Sunday, December 12, 2010

Even Bruce is Zen

She'll let you in her car
To go drivin' around,
She'll let you into the parts of herself
That'll bring you down.
She'll let you in her heart,
If you got a hammer and a vise
But into her secret garden, don't think twice.

You've gone a million miles,
How far'd you get?
To that place where you can't remember
And you can't forget. - Bruce Springsteen in "Secret Garden."

Day 313. You guessed it. I am in a Bruce Mood. Always happens when something has made me feel vulnerable. All I want to do is take my mountain bike and bust out some gnarly miles on a really technical trail. Maybe crash onto some rocks and bleed a little. Just to remind myself that I will get right back on and ride some more.

For most of this year, I have been proud (in a non-attached sort of way) of keeping my commitment to practice zazen every day and blog about it. It has felt authentic to direct sincere intent to loving kindness, mindfulness, accepting Reality, and surrendering my ego (to whatever degree that is possible on any given day!) I have enjoyed reading about Buddhism and sharing what I am learning with those who are interested. I have tried to be courageous and centered through the numerous twists and turns the Big R has hurled my way. With varying levels of success, I have attempted to refrain from highly politicized writing and spewing irrelevant personal drama. I've blogged through boredom, repetition, tedium, rage, despair, grief, and distraction.

Frankly, I am sick to death of it. Eyeball deep in disenchantment toward the whole shebang. All that emotion I have been channeling over to the Isle of Equanimity has evidently been stockpiling itself into deep bunkers on the shores of Histrionicville. Must be time to start the novel. I want to write juicy drama based on convoluted plots involving conflicted, tragic characters who make very bad mistakes and fail to learn from them. I want to write about wicked sex and politically incorrect situations and creative crimes hidden deeply in layers of subterfuge. I want to pen insensitive sarcasm directed at hyper-religiosity. I plan on creating a couple of characters who say, think, and do the most unZenlike things imaginable. In all likelihood, one will be pathologically avoidant of any display of vulnerability.

I'm going to cut lose. I'm going to express. I'm going to create. I'm going to deviate so far from the Middle Path not even a Garmin can lead me back. I won't be wise or patient or moderate. I'm going to write down my bones, exactly like Natalie Goldberg teaches. I'm going to be excessive, audacious, inappropriate, and a wee bit offensive. I'm going to write this book like I ride down and across that ridge at the Womble: never touching the brakes and hoping to hell I don't careen off the edge and smash to the bottom of the ravine. In other words, like a bad ass. It will be fun. It will be outrageous. Who knows, it may even be read.

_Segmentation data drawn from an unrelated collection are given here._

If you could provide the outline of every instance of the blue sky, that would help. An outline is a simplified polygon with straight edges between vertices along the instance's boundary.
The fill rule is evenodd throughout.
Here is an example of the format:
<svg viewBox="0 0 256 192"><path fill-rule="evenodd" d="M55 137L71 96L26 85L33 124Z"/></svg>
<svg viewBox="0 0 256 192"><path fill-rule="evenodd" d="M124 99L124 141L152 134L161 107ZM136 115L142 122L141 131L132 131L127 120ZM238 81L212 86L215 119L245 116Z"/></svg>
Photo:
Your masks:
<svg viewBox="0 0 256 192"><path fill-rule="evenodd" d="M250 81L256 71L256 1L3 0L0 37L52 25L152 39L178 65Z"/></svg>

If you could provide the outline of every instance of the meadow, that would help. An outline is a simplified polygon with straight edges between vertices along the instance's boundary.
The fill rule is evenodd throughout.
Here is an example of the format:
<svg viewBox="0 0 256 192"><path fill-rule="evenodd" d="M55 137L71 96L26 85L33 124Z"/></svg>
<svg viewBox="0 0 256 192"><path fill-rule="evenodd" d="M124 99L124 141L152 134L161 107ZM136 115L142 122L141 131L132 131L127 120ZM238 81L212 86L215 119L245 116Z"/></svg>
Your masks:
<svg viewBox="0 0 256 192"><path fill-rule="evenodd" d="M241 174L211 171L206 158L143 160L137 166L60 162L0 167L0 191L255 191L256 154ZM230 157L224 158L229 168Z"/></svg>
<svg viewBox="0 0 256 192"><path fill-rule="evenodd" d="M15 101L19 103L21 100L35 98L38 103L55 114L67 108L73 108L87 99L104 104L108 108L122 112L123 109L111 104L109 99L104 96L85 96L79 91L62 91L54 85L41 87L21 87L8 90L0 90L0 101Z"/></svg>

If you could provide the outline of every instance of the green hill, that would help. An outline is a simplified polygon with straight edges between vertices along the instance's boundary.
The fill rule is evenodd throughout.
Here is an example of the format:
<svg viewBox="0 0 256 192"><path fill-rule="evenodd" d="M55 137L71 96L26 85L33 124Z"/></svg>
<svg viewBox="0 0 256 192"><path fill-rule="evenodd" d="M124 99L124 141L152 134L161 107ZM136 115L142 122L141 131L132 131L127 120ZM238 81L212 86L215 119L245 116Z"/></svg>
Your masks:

Sometimes Zen is bad ass, and some times it is just sitting there. Most of the time, it's just sitting there. The thing is, if you can keep sitting there when all it is is just sitting there, you ARE bad ass! Because that is the hardest thing in the world to do. A zillion times harder than riding the rough spots at the Womble.

I guess it's good to remind myself of that every once in a while. I had sort of forgotten the bad ass aspect of Zen. And, despite my boldest intent to end tonight's blog without my predictable, formulatic, satisfying, "tie it all together with a ribbon" finish, I suspect it is going to happen anyway. I so wanted to build the case that a Bruce Mood stands outside the realm of Zen. Absurd. Nothing stands outside of Zen. Big Mind holds it all. That's what makes it Bad Ass.